I'm having trouble laying out two same ttk.Treeview widgets using ttk.Notebook and grid layout manager. When I'm working with only one treeview (placed in a labelframe, that is placed in a frame (section), that is placed in yet another frame (main), that is placed in root), then everything works and I get the desired results:
But as soon as I try putting two such treeviews in a notebook, everything goes haywire, even though I don't change anything in the code, apart from adding a notebook:
Here's the code I prepared according to the SO guidelines to better illustrate the problem (I tried to make it as short as I could while retaining vital characteristics (like the columns layout and scrollbars) of the app it was taken out of) :
import tkinter as tk
from tkinter import ttk
root = tk.Tk()
root.title("App")
mainframe = ttk.Frame(root)
mainframe.grid()
section = ttk.Frame(mainframe, padding=(0, 0, 10, 60))
section.grid(sticky="nsew")
labelframe = ttk.Labelframe(section, text="Title", padding=(5, 7, 5, 13))
labelframe.grid(sticky="nsew")
# styles
style = ttk.Style()
style.configure(
"App.Treeview",
font=("TkDefaultFont", 8),
rowheight=15
)
style.configure(
"App.Treeview.Heading",
font=("TkDefaultFont", 8)
)
def build_tree(parent):
# treeview
trv = ttk.Treeview(parent)
trv.configure(
style="App.Treeview",
height=19,
columns=("#1", "#2", "#3", "#4"),
displaycolumns="#all",
selectmode="browse"
)
trv.grid(column=0, row=0, sticky="nsew")
# treeview's scrollbars
sbar_vertical = ttk.Scrollbar(parent, orient=tk.VERTICAL, command=trv.yview)
sbar_vertical.grid(column=1, row=0, sticky="ns")
sbar_horizontal = ttk.Scrollbar(parent, orient=tk.HORIZONTAL, command=trv.xview)
sbar_horizontal.grid(column=0, row=1, sticky="we")
trv.configure(yscrollcommand=sbar_vertical.set, xscrollcommand=sbar_horizontal.set)
# treeview's columns
trv.heading("#1", text="Name_1")
trv.heading("#2", text="Pos")
trv.heading("#3", text="NT/R")
trv.heading("#4", text="★")
trv.column("#0", stretch=True, minwidth=70, width=49)
trv.column("#1", stretch=True, minwidth=97, width=49)
trv.column("#2", stretch=True, minwidth=35, width=49)
trv.column("#3", stretch=True, minwidth=40, width=49, anchor=tk.E)
trv.column("#4", stretch=True, minwidth=12, width=49)
return trv
# tree = build_tree(labelframe)
# notebook
notebook = ttk.Notebook(labelframe)
tree1 = build_tree(notebook)
tree2 = build_tree(notebook)
notebook.add(tree1, text="One")
notebook.add(tree2, text="Two")
notebook.grid(sticky="nsew")
root.resizable(False, False)
root.mainloop()
To switch between the first result and the second, one has to only uncomment the
# tree = build_tree(labelframe)
line and comment out the # notebook section.
I tried giving the notebook height and weight option arguments in a constructor but nothing changed and also tried with adding
rowconfigure(0, weight=1)
columnconfigure(0, weight=1)
to a container on each level (mainframe, section and labelframe) and even all down to the notebook and the treeviews (even though AFAIK this should only be necessary if the window was to be resizable) - obtaining exactly the same result.
My understanding was if widgets are placed in a grid without any options passed to a grid() call, then a widget placed decides how much space it needs and the grid manager accommodates a given column's width (or a height in case of a row) to the highest value requested by the widget (of all managed in a given column or row).
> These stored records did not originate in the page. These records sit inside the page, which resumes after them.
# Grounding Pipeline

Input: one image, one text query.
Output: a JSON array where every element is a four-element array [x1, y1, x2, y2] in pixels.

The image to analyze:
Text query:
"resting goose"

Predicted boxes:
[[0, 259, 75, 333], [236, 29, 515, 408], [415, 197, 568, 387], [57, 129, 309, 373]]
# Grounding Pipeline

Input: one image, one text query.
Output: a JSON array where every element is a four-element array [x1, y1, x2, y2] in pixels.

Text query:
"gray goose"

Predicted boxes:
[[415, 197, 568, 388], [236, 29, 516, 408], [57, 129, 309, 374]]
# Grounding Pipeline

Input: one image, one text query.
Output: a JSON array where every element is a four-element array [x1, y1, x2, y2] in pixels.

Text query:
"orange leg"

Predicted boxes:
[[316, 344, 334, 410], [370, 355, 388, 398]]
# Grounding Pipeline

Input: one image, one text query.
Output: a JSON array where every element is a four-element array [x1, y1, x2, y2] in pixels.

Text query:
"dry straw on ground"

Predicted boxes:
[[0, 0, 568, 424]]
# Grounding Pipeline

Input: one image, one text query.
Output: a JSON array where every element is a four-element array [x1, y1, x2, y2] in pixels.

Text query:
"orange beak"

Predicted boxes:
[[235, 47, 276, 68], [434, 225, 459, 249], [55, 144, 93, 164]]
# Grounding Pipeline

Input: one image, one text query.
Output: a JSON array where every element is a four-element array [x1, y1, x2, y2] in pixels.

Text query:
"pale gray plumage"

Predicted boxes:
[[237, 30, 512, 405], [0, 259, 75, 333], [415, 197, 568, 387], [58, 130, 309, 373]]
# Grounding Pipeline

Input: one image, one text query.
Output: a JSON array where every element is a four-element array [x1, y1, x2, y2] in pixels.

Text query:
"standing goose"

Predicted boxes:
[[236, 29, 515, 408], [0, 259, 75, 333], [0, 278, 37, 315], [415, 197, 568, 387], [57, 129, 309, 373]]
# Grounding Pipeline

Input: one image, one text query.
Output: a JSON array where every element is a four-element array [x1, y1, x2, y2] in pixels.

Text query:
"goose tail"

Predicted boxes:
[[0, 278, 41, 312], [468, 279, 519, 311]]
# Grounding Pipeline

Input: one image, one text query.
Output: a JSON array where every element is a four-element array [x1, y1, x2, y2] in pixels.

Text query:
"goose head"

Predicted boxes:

Then if such decided space is too big for some other widget that uses the same row/column, then it gets stretched (or no - according mainly to the sticky option). If that understanding is correct, then I don't quite understand the notebook's behavior, especially as the alone treeview seems to perfectly adhere to it.
My environment: Ubuntu 17.10, Python 3.6.3, Tkinter 8.6. In case the treeview columns' setup looks somewhat peculiar - it was derived from a comment to this question and has to be like that to make use of the horizontal scrollbar.